How Harte Hanks Turbocharged Big Data
Harte Hanks, the global marketing organization, is no stranger to big data. An innovator in data-driven promotions, the company offers an array of integrated, multi-channel analytics, database marketing, data quality and other information-intensive services to major BtoB and BtoC brands worldwide.
Harte Hanks clients include Hyundai, Mercedes and Sony, to name a few. Companies typically use the marketing services firm to obtain a total view of each customer, to execute personalized promotions and to create cross-channel campaign analytics that give clients realtime information. But, given the sheer explosion of customer inputs, ranging from point-of-sale, ecommerce, social media, mobile and online visits as well as call center contacts, this is no easy task. The avalanche of data coming into Harte Hanks is growing both in volume and complexity.
“Big data applies to our business in a number of ways,” says Rob Fuller, Harte Hanks’ managing director of product innovation. “With the number of companies vying for the customer’s attention, there is a need to integrate so much more data. But these solutions are very costly to scale.”
Harte Hanks provides its clients with a hosted marketing service called Allink that includes a database that consolidates into a single view all interactions by its clients’ customers. The service provides reports as well as analytics enabling clients to study data and develop marketing and sales scenarios.
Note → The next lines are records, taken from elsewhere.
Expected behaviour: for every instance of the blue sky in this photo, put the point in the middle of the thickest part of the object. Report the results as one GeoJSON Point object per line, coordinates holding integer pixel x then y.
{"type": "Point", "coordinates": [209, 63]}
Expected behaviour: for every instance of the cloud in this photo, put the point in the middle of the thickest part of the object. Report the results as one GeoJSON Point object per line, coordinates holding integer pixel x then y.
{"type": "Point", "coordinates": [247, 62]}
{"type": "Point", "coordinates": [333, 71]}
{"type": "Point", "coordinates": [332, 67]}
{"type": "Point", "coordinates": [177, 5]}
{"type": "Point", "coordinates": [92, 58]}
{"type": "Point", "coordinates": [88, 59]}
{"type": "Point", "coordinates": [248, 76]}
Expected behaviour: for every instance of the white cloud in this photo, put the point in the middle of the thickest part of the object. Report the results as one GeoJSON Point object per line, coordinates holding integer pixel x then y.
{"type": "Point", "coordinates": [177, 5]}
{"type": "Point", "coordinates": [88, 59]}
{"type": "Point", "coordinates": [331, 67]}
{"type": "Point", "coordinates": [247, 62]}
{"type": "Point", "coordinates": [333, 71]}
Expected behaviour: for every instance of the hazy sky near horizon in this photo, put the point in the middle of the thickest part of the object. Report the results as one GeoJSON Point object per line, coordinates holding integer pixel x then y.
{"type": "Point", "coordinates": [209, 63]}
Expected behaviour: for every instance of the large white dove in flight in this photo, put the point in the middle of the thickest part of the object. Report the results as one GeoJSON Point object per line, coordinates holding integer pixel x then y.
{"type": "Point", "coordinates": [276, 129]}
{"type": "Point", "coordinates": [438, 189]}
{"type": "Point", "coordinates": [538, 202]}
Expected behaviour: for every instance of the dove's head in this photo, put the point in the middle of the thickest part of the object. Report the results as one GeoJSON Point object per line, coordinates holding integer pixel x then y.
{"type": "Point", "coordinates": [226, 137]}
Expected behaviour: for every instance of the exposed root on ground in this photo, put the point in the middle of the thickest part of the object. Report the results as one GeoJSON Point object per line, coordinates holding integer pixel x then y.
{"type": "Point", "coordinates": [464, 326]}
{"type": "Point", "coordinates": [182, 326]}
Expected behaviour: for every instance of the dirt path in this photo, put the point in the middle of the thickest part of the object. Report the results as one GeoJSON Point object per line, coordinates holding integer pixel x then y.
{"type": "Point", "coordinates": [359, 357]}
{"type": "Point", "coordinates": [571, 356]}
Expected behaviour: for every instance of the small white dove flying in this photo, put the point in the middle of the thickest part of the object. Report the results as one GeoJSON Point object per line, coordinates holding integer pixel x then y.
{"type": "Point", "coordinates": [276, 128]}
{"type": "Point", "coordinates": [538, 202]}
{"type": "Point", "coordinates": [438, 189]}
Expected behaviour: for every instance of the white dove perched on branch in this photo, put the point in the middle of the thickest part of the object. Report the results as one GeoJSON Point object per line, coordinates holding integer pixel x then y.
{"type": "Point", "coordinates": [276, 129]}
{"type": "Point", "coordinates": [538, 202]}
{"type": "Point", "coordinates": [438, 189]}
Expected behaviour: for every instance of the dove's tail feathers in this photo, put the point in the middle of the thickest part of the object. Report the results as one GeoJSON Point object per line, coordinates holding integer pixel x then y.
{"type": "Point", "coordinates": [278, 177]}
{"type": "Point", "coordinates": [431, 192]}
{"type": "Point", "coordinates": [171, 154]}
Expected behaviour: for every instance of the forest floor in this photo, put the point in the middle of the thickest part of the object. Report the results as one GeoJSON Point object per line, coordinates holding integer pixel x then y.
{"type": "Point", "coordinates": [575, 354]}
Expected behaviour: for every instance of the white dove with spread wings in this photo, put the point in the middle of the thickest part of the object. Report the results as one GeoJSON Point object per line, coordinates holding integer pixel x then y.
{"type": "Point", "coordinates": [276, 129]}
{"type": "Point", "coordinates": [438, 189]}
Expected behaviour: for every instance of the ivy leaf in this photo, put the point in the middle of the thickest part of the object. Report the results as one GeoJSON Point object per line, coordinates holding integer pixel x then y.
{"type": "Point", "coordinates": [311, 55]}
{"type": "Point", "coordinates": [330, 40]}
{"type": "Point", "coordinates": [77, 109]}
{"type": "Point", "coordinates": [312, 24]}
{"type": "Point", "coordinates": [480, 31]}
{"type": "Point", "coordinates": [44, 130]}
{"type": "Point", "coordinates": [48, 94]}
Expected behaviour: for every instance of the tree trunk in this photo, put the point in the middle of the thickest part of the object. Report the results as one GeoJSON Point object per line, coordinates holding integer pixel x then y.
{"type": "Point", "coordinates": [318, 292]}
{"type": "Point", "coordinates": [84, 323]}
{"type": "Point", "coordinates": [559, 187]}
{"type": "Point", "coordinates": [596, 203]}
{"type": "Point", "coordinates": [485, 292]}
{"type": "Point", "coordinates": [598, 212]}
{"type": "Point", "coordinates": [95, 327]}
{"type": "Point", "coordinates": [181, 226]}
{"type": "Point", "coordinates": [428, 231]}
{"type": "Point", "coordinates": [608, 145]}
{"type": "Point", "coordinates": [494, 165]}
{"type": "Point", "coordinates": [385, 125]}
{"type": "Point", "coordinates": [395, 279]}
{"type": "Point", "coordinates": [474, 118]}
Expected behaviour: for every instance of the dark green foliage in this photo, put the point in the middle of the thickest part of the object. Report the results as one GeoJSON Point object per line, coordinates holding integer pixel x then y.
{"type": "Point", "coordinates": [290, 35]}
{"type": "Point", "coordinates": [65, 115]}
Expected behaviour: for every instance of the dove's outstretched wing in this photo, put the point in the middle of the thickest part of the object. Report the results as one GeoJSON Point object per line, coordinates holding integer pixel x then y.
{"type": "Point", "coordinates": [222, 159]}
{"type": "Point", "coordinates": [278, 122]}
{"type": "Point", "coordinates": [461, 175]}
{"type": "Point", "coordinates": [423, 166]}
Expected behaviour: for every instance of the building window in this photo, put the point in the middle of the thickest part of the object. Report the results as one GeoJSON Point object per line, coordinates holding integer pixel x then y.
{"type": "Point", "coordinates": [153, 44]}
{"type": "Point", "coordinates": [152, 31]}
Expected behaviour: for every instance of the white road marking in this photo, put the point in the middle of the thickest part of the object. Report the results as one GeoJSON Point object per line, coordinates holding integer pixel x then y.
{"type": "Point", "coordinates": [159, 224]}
Using this insight into customer behavior, marketers are able to create more sharply tailored campaigns.
But when the company’s clients started encountering sluggish query response times -- up to an hour-- for a marketing scenario, Harte Hanks began searching for a way to supercharge its big-data-based services.
A traditional solution would be to simply add more servers and database capacity. The company evaluated whether to continue scaling up with larger and more expensive computers. However, Harte Hanks discovered that in addition to escalating hardware costs, it faced the likelihood of having to invest in Oracle database upgrades to accommodate customers’ needs.
The solution Harte Hanks found centered around Splice Machine, a big-data based relational database management system, and Cloudera CDH, which contains the Hadoop big-data software framework and a number of other features including data security. The Splice Machine and Cloudera combination now support the digital marketing applications that are part of Harte Hanks’ Allink service.
Splice Machine’s RDBMS connects programs written in SQL -- the lingua franca of many corporate business intelligence systems -- with the big data-driven world of Hadoop and HBase, an open-source, distributed, non-relational database. In effect, Splice Machines acts as a standard SQL database that works with the distributed computing infrastructure of Hadoop.
But the result is anything like a standard RDBMS.
“In order to deliver the scalability of Hadoop, you need a platform that everybody understands such as SQL,” says Monte Zweben, co-founder and CEO of Splice Machine, a 2-year-old company based in San Francisco that released its initial product in November. Splice Machine, being a distributed database, connects with a cluster of Linux commodity servers, parsing a portion of the processing work to each server running HBase, which runs the work in parallel. Splice Machine then “splices” the results of each distributed processing job back together.
“The big data world is transitioning to a new platform for realtime applications and reporting,” Zweben points out. Facing a similar challenge to that faced by Harte Hanks, “many companies are experiencing pain,” Zweben says. “The velocity of all that data coming into their system is too much to handle.”
Similar to Oracle and MySQL, Splice Machine can handle typical operational or analytical queries. What’s more, it can scale from terabytes to petabytes using inexpensive commodity servers -- just as Hadoop and HBase scale to dozens of petabytes on commodity servers.
“The ability to get really phenomenal performance matters, because it enables marketers to do more,” Harte Hanks’ Fuller explains. “Now we are able to do in 13 seconds what used to take a minute and a half, or to do in eight minutes what used to take 35 minutes on the same infrastructure.
“It means you can do that many more marketing scenarios,” he adds. “You can explore more opportunities. For instance, I can actually tell you what a person is likely to purchase next. And we can make marketing recommendations in realtime. In terms of marketing effectiveness, it means you can develop more intelligent marketing campaigns.”
But putting together this high-performing solution for clients required more than just a single big data technology. Harte Hanks utilizes a stack of technologies, among them:
- IBM Utica’s retail campaign management.
- IBM Cognos for reporting.
- Tableau’s business intelligence dashboard.
- Harte Hanks’ own Trillium data cleanup and governance system.
The bottom line for Harte Hanks is the ability to sharpen performance for clients at a reduced cost. The company has achieved a three- to seven-times increase in query speeds, at 25% of the cost of total infrastructure.
“This is ideal,” sums up Fuller. “I can tap into the value of big data and move my clients along that continuum.”